Dance Dance Revolution was an amazing game to play at arcades back in middle and high school. With the decline of arcades in recent days, bringing a dancing game into virtual reality was the next step to getting back to the dancing classics.

What it does

Dance Dance Virtual Revolution is a recreation of arcade DDR machines, along with added benefits of being in virtual reality. A virtual dance pad sits at your feet, and vive trackers help bring your feet into the virtual world to dance. Keeping to the tried and true DDR style, the steps the player must take come from the bottom of a virtual screen and mark the timing needed for each move.

How we built it

We used Unity2017.3 along with the SteamVR and VRTK plugins to kickstart our VR development efforts. We used two vive trackers along with custom built straps to securely fasten the trackers to the feet. We then needed to come up with a music beatmap encoding system to store the timing and position of each step. Finally, we used Unity's UI system to create the visuals and built our own parsers to read in our song data and present the visual steps to our players.

Challenges we ran into

Since we needed to make a song data encoding system from scratch, there needed to be a lot of prior design work to be done before any code could be written. A significant issue was figuring out how to take in the song data, and then put out the steps at the correct time, and then taking in the player's inputs to hit the spawned steps. It ended up being a very complex system that took hours to debug at one point. In addition, we used Unity Collaborate as a version control and repository system, which sometimes would overwrite one of our changes, forcing us to do the same changes again.

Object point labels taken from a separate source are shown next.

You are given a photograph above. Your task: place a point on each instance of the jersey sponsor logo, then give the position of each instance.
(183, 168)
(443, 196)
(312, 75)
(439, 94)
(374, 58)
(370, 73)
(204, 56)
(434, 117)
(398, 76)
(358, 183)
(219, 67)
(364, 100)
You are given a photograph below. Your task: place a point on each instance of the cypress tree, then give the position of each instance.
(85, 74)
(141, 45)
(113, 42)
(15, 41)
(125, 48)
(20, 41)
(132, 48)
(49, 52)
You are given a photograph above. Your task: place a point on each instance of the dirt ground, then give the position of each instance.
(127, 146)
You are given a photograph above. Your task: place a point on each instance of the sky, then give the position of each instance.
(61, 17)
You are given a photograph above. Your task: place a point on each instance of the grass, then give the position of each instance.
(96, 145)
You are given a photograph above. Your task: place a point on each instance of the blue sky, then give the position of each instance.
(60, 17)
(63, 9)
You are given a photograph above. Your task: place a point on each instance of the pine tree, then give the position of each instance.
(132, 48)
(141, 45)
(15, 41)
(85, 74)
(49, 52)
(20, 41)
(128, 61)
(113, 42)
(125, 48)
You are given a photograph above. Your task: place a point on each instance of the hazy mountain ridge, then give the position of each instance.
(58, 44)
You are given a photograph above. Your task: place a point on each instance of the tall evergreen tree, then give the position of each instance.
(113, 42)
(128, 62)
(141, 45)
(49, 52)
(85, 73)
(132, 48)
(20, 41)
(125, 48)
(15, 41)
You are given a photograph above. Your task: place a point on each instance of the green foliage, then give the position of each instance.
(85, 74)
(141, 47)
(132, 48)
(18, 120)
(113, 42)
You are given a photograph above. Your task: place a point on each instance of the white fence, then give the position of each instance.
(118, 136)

Accomplishments that we're proud of

We're very proud that the game we made ended up very much like the DDR feeling we were going for. Despite the difficulties with the song encoding and decoding system, we were able to work through them. The system was also developed to be fairly robust for adding additional visual effects or even step types not possible in traditional DDR machines. 2 of our members were also very new to Unity, so we're proud to be able to end having made a cool game.

What we learned

We learned that task delegation is key to tackling hackathon projects like these. From the start we came up with a plan to divide work, but as parts started to come together, the pace slowed down, and we needed to keep going to finish our game. It was through this that we learned that proper design is very important to a project, and that good design helps people develop code and features that integrate easily once able to.

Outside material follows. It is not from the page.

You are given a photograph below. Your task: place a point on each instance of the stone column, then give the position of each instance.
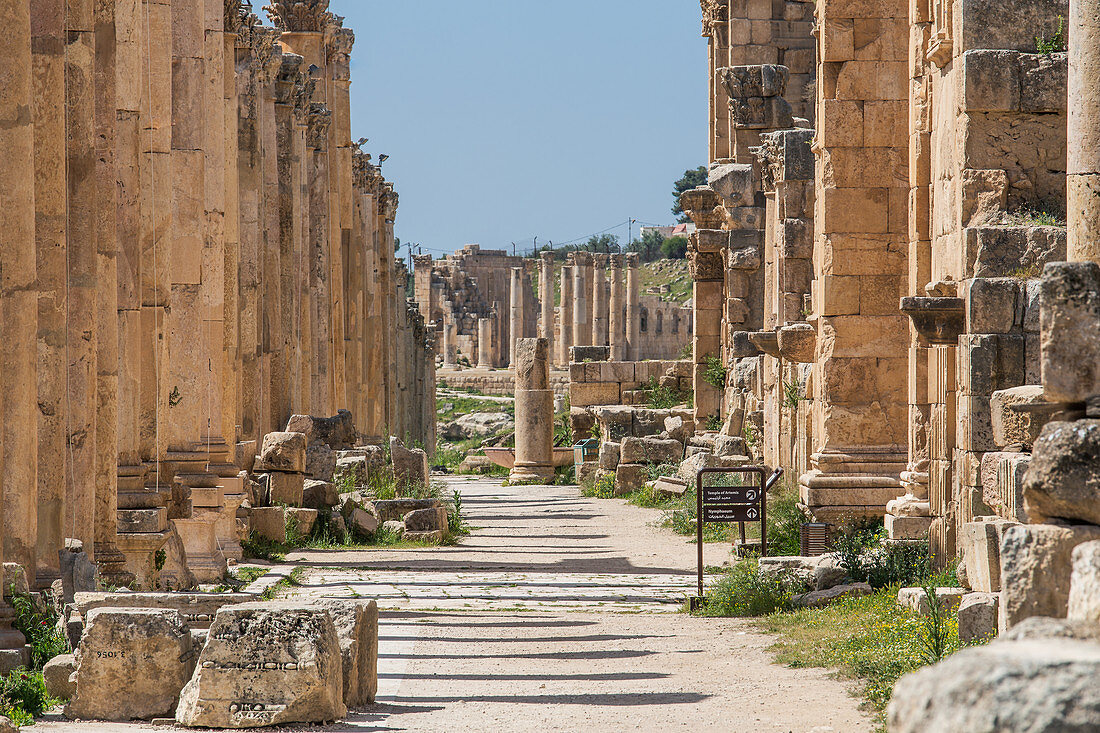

What's next for Dance Dance Virtual Revolution

Our game currently only has two beatmaps, both for the same song. Our next step is to get more songs and beatmaps into the game, and expand upon possible dancing mechanics not possible with traditional DDR machines. For example, one idea was to create a foot slide mechanic, or use the Vive controllers for hand movement as well. There will also be graphical updates in the future, to improve the look of our UI and game world.